As tentações autoritárias já são suficientemente fortes para ter a saúde como um pretexto. Ja há quem propôs  ferramentas de control para quando o confinamento terminar, como a criação de um documento de identificação viral que permita provar se estamos infectados ou não, se somos bons ou maus operários, se submetemos convenientemente ás informações para nossa salvação. Pensamento efectivo cujas boas intenções ninguém duvida, mas que abriga um cerne delirante do qual se pode dizer que já sabemos tudo isso, mas não sei ao certo o que deriva disso, pois acostumamos a identificarmos sem muita reflexão a política do Estado com gestão econômica e porque acabamos sendo tão viciados ao ordem que não vemos na insurreição mais do que o risco de desunião, não porque as leis não valem nada, mas porque existe um bem público e uma força soberana que transcende os estados.

Após a des-localização, agora chega geo-localização por telefone celular para obter informações – por exemplo, de contato e relacionamento recente entre pessoas. Google mostrou-nos mais unha vez como a  geolocalização pelo telefone celular – por exemplo, nossos movimentos de casa para o trabalho ou para um local de lazer permitem rastrear e mapear o grau de confinamento de todos nós pela ordem de alarme decretada pelo governo espanhol. As tecnologias fornecedores do seu material construtivo: a informação.

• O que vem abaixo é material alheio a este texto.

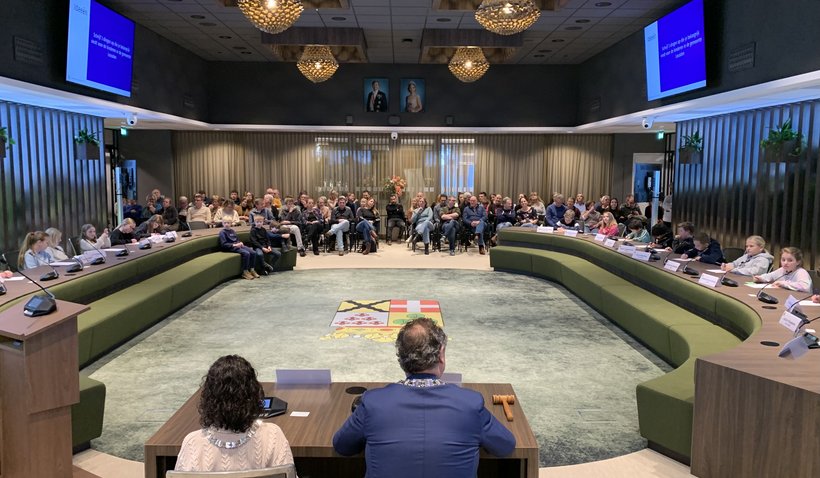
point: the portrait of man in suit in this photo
(375, 94)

Têm vindo a ser praticadas com baixa intensidade  em todos nós com a nossa complacência de consumidores satisfeitos e que foram tentadas agora, parece que efetivamente, em alguns lugares da Ásia para erradicar o coronavirus.  Todo o que foi mobilizado em nome do nosso conforto e eficiência, permite agora organizar confinamentos territoriais parciais ou pessoais em termos de erradicação de vírus porque foi legitimada pela ciência  e o estado protector. Aceitamos  a restrição temporária  mais séria das liberdades básicas  por causa do medo e por uma narrativa de auto-proteção. Todo bem. Mas não devemos ter pressa de confundir o bem público com o Estado e suas prerrogativas de control.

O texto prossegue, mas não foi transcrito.